CHICAGO, Ill. – Fitch Ratings, one of the three largest debt-rating companies in the world, put U.S. Treasury bonds on Rating Watch Negative, which could be a step toward cutting the government’s AAA debt rating.
The move is a response to the threat of default caused by the deadlock in Congress over the U.S. debt ceiling. If lawmakers don’t reach an agreement to increase the nation’s borrowing authority before the end of the day, the government would have limited ability to make payments on the $16.7 trillion national debt and other operating expenses, such as Social Security and payments to government contractors.
The U.S. Senate is believed to be working on a deal to end the partial government shutdown and raise the debt ceiling, giving lawmakers more time to reach a long-term spending plan. Tea Party Republicans prevented the House from voting on a similar proposal last night.
“The prolonged negotiations over raising the debt ceiling … risks undermining confidence in the role of the U.S. dollar as the preeminent global reserve currency, by casting doubt over the full faith and credit of the U.S.,” Fitch said in a statement. “This `faith’ is a key reason why the U.S. ‘AAA’ rating can tolerate a substantially higher level of public debt than other AAA” bonds.”
“The announcement reflects the urgency with which Congress should act to remove the threat of default hanging over the economy,” the Treasury Department responded.
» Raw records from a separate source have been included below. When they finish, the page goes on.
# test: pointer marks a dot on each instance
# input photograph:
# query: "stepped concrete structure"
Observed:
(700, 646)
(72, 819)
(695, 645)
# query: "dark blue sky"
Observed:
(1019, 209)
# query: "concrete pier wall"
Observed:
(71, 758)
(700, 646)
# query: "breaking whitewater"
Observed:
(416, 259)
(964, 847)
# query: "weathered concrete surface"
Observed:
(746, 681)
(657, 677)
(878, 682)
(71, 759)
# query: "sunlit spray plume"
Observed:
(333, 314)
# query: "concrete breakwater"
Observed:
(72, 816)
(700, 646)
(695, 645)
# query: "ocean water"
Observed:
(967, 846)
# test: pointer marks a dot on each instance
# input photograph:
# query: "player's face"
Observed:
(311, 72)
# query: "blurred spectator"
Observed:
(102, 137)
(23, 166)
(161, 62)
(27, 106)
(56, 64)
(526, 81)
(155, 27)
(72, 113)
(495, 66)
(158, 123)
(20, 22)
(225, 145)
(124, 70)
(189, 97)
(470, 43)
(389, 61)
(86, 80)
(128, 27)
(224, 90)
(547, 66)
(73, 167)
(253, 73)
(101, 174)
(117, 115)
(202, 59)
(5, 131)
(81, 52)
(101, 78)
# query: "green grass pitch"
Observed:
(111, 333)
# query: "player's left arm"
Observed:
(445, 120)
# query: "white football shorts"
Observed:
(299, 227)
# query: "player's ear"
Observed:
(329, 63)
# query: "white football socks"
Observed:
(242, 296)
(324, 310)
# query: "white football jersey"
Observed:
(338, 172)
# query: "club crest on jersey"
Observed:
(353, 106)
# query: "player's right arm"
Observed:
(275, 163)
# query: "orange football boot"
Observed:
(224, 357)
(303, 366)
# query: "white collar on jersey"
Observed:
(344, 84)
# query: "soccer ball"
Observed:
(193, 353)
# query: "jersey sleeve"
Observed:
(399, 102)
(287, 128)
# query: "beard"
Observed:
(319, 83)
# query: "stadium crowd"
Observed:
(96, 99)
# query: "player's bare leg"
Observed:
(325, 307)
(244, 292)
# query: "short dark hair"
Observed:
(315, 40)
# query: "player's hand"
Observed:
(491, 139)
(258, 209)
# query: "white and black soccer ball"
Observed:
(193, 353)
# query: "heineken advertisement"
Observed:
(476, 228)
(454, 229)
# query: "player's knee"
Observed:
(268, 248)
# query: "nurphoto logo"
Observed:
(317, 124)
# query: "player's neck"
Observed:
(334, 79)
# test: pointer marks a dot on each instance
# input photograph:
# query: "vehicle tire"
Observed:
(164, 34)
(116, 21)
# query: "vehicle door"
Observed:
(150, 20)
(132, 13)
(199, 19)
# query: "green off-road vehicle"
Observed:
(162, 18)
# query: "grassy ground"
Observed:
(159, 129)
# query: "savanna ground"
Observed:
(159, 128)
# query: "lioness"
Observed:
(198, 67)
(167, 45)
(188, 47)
A study released this week by Bard College suggests that rapid cuts to government spending forced by the need to immediately balance the budget would cause unemployment to surge over the 9.5 percent mark and cause the U.S. economy to shrink by nearly 3 percent.
Moody’s has not indicated plans to change its Aaa rating on U.S. government debt, but S&P already lowered its U.S. credit rating from AAA to AA+ in 2011 in response to a previous debt ceiling crisis.